One month went by. The newspaper company was still deducting money from my account. I contacted the person to let them know. I was less concerned in their paying for my newspaper, than I was in the newspaper "double dipping" the same subscription bill from two different accounts. The person told me he was sorry, and that was going by the newspaper office the next day, and would straighten everything out.
A second month went by. The newspaper was still deducting money from my account. I contacted the person to let them know, but this time they never replied back. I finally decided to contact the newspaper myself, to find out if my account had another person paying for the paper. The answer was no; there was no notation on my account that anyone had ever called to pay for my subscription.
Moral Of The Story: If you offer to help out a person with a financial need, either keep your pledge or let the cancer patient know that circumstances have changed and you're no longer able to help out. Don't leave the person in the dark for months, and create problems for their limited budget, because the cancer patient has budgeted for one thing, but rudely discovers at the last moment that the finances are different.

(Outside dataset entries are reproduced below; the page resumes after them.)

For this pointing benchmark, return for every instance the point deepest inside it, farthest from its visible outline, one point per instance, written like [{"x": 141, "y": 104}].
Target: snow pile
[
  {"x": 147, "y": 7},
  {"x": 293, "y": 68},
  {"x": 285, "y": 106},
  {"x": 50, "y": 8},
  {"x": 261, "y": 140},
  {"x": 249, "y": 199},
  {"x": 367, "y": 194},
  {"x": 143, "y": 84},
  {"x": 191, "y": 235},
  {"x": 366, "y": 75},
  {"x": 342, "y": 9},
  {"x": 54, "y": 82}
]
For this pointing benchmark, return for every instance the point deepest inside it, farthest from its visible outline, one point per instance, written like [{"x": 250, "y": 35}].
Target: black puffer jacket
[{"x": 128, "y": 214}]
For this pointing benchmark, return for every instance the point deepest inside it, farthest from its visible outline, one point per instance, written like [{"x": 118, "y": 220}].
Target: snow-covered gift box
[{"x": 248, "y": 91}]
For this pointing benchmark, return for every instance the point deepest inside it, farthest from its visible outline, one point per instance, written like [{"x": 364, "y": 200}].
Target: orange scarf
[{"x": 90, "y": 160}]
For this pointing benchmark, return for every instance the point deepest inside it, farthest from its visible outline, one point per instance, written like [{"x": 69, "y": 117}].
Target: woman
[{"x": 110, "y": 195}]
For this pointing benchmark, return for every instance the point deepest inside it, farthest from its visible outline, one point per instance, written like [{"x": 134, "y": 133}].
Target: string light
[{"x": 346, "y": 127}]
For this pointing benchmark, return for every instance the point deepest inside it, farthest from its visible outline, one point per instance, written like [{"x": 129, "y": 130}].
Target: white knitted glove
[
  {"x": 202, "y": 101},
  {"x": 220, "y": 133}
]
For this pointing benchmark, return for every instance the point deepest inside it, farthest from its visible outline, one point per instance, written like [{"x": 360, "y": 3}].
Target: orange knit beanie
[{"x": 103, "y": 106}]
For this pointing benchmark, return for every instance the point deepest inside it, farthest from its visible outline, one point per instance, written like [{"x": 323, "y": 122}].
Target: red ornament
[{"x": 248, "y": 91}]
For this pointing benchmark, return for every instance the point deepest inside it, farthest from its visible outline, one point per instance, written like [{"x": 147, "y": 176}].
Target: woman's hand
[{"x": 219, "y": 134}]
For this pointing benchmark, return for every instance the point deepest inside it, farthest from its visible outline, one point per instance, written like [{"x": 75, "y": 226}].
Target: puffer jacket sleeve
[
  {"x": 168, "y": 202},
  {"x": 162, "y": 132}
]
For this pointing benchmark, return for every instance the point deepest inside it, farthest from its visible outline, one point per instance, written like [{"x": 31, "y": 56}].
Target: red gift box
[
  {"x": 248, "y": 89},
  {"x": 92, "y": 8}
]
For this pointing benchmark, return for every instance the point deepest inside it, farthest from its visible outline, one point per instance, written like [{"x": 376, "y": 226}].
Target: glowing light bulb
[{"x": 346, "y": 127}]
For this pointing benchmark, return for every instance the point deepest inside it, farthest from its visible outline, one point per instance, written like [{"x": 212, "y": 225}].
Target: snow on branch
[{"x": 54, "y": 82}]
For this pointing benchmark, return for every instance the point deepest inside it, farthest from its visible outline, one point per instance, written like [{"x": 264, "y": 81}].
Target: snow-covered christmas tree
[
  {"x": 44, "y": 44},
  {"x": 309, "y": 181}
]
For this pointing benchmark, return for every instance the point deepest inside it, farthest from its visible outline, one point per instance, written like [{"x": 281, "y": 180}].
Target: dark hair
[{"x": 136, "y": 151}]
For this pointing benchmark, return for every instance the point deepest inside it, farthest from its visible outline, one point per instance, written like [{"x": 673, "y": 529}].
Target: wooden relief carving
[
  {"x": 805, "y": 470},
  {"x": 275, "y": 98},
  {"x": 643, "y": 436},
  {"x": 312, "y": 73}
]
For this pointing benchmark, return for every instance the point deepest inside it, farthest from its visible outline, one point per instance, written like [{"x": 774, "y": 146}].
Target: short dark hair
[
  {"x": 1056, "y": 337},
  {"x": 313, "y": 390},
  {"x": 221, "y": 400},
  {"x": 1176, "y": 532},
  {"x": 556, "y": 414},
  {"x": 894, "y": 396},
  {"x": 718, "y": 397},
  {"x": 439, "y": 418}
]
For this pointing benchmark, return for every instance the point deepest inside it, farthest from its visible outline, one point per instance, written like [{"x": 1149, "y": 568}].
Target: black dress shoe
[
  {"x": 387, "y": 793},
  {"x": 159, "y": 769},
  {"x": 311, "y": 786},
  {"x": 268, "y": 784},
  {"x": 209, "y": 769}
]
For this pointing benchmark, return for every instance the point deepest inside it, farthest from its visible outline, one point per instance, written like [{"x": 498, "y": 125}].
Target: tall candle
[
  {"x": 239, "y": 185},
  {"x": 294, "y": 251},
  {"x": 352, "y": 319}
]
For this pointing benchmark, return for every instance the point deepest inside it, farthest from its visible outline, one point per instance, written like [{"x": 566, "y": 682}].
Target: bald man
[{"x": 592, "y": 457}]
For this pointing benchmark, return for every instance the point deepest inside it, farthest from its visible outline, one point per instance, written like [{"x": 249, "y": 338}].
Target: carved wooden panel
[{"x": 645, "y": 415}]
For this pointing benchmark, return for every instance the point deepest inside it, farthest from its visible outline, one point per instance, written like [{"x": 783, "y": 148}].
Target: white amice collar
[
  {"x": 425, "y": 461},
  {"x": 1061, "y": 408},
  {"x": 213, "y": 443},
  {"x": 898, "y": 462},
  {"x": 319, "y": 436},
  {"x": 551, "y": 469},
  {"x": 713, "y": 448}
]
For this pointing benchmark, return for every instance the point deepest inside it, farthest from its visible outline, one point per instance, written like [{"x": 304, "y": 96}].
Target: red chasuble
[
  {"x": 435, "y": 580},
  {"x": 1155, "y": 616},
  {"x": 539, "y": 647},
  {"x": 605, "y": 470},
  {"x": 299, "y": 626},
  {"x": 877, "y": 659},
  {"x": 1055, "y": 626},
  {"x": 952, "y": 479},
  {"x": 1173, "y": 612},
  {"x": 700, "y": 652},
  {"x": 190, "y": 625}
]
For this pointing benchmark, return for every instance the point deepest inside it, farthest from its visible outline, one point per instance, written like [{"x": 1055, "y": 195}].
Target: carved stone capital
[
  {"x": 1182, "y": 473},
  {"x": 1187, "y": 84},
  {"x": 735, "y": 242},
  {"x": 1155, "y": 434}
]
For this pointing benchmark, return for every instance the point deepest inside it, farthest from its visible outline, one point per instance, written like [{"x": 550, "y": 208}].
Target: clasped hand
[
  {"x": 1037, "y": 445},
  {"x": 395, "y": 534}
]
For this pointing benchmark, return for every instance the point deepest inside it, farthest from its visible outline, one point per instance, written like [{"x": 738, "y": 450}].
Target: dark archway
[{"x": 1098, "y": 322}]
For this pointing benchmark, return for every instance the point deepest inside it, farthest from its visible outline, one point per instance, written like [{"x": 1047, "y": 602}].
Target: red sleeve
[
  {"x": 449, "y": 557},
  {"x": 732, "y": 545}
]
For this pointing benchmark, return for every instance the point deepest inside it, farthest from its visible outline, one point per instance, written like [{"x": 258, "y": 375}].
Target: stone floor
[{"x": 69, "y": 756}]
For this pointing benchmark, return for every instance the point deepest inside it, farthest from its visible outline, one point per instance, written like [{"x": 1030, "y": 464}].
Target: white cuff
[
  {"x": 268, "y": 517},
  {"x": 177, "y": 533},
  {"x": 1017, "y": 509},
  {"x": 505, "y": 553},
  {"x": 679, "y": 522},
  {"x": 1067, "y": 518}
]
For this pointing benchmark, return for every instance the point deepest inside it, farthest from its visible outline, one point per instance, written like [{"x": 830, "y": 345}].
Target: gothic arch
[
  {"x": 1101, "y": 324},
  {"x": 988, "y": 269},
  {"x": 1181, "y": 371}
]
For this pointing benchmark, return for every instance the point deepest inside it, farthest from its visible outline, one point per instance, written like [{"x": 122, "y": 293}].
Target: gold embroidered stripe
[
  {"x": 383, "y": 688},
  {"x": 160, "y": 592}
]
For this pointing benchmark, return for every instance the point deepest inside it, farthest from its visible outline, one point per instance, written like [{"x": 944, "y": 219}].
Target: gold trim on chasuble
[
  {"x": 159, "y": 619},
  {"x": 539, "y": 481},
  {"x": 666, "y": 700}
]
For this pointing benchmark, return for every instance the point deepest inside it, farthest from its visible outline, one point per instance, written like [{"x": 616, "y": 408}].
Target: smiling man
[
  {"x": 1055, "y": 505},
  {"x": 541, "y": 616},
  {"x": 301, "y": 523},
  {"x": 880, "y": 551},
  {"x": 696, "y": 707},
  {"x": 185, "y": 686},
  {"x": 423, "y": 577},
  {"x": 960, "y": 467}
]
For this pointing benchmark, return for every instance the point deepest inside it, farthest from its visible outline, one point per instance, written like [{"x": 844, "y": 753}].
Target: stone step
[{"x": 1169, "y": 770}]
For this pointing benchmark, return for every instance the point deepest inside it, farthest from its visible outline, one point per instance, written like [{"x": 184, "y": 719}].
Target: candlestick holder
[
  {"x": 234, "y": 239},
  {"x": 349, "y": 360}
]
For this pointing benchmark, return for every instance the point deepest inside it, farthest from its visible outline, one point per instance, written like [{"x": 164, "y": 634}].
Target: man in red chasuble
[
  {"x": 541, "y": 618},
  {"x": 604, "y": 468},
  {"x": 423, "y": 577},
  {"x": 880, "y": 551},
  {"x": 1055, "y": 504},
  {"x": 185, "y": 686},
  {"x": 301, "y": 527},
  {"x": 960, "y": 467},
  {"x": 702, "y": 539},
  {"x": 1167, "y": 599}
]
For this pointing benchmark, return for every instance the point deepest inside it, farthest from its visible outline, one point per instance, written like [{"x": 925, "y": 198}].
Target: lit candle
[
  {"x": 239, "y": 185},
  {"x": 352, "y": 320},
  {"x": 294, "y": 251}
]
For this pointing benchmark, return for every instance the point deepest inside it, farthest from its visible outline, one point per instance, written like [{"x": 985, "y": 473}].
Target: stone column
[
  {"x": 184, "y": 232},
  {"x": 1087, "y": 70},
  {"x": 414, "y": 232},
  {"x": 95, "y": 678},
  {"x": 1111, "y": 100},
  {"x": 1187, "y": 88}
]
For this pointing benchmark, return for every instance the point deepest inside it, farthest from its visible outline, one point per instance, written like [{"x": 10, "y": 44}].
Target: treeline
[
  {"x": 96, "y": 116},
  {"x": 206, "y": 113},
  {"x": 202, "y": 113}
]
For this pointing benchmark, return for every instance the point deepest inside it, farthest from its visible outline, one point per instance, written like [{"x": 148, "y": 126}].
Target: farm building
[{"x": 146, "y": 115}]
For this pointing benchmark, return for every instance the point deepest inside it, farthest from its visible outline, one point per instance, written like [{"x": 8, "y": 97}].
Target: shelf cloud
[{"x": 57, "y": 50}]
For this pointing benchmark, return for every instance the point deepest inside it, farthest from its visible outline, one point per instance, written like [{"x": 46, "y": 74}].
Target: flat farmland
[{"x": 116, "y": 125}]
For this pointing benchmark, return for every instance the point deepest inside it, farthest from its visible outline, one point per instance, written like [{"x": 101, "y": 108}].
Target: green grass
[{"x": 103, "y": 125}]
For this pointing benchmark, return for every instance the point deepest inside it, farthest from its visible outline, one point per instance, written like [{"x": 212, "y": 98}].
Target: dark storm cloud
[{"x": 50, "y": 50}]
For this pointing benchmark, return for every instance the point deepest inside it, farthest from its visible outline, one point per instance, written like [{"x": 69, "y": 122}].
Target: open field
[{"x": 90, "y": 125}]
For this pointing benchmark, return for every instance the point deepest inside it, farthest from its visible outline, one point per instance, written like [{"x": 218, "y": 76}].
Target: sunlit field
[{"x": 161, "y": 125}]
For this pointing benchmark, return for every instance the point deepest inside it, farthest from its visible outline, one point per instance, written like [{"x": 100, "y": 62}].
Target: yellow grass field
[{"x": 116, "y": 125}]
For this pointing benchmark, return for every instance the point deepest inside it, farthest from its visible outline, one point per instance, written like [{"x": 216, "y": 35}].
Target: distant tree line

Dozens Of People Have Helped Beyond The Call Of Duty
I don't want the actions of a few bad apples to diminish all of the good that has been done by countless people. I have turned down some people who have offered to help me with certain tasks, simply because I didn't need help with that particular task at the moment. All I'm saying is that just because I may turn down some offers for help, doesn't mean that I don't need assistance from those whom I have accepted offers of assistance.
Neither Katie Couric (based on the article that I read) nor myself want to pressure people to help out. I realize that everyone has limited resources and are not always in a position to help others. All I'm saying is:1.) If you offer to help someone with cancer, carry through with your pledge, or have the decency to contact the person to let them know, so that other arrangements can be made.
2.) Instead of making vague offers of assistance, be specific with what you can do, so that the cancer patient is better prepared to know when to ask you for help.